"Myślę, że to zwycięskie ugrupowanie, Prawo i Sprawiedliwość, podejmie próbę tworzenia rządu. I wszystko jest możliwe, bo polityka jest dziedziną dynamiczną" - powiedział w radiowej Jedynce senator PiS Stanisław Karczewski.
Senator Prawa i Sprawiedliwości Stanisław Karczewski był gościem "Sygnałów Dnia" w radiowej Jedynce. Zapytany został o możliwą decyzję prezydenta Andrzeja Dudy dotyczącej powierzenia misji stworzenia rządu. Prezydent odbył już konsultacje z przedstawicielami komitetów. Jaką decyzję podejmie?
- Myślę, że wybierze jednak pana premiera Mateusza Morawieckiego. Zawsze było tak, że zwycięskie ugrupowanie (tworzyło rząd), a my wygraliśmy wybory. Uzyskaliśmy najwięcej głosów i posłów - powiedział Stanisław Karczewski.
Myślę, że to zwycięskie ugrupowanie, Prawo i Sprawiedliwość, podejmie próbę tworzenia rządu. I wszystko jest możliwe, bo polityka jest dziedziną dynamiczną. Taka próba powinna być podjęta.
Pytany, czy podjęta była próba rozmów koalicyjnych, na przykład z PSL, Karczewski odpowiedział: - Polityka jest dziedziną gry. Została rozłożona szachownica i w tej chwili będziemy grali. Zawsze są rozmowy prowadzone, takie kontakty z politykami opcji przeciwnych.
One się odbywają, odbywały i będą w przyszłości odbywać. To coś normalnego w polityce
Senator Karczewski zapytany został też przez Katarzynę Gójską, jak przyjmuje zapowiedzi opozycji o skracaniu kadencji uchwałami czy wycofywanie się z rozwiązań, jakie wprowadziło przez lata rządów Prawo i Sprawiedliwość.
- Z przerażeniem.
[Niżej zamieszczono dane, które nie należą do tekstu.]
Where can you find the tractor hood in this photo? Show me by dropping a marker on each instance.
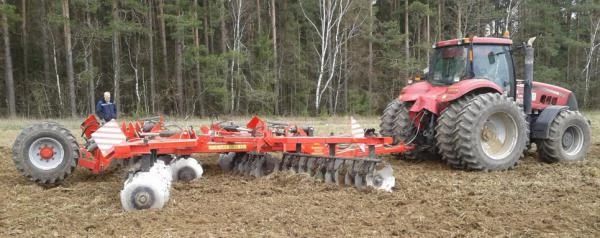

To by znaczyło, że my będziemy chodzić z Konstytucją i będziemy krzyczeć "Konstytucja". Jeżeli będziemy opozycją, to nie będziemy opozycją totalną, ale nie wyobrażam sobie działań, które by łamały Konstytucję - stwierdził polityk PiS, dodając, że "podgrzewanie emocji nie może funkcjonować w naszym życiu".
Jak dodał - jeżeli to opozycja przejmie władzę, to będzie "koalicja jedenastu podmiotów politycznych", a w sytuacjach kryzysowych mogą odezwać się ambicje tych podmiotów. Odnośnie kandydata tej koalicji na premiera, Karczewski przyznał: - Donald Tusk ma wyraźny plan, to plan, który polega na dwóch zadaniach: pierwszy to migranci, a drugi akceptacja zmian w traktatach. Niemieccy komentatorzy sceny politycznej przypominają Tuskowi jakie ma zadanie. Takie są spekulacje, że wróci do UE na ważną funkcję, zobaczymy czy tak będzie.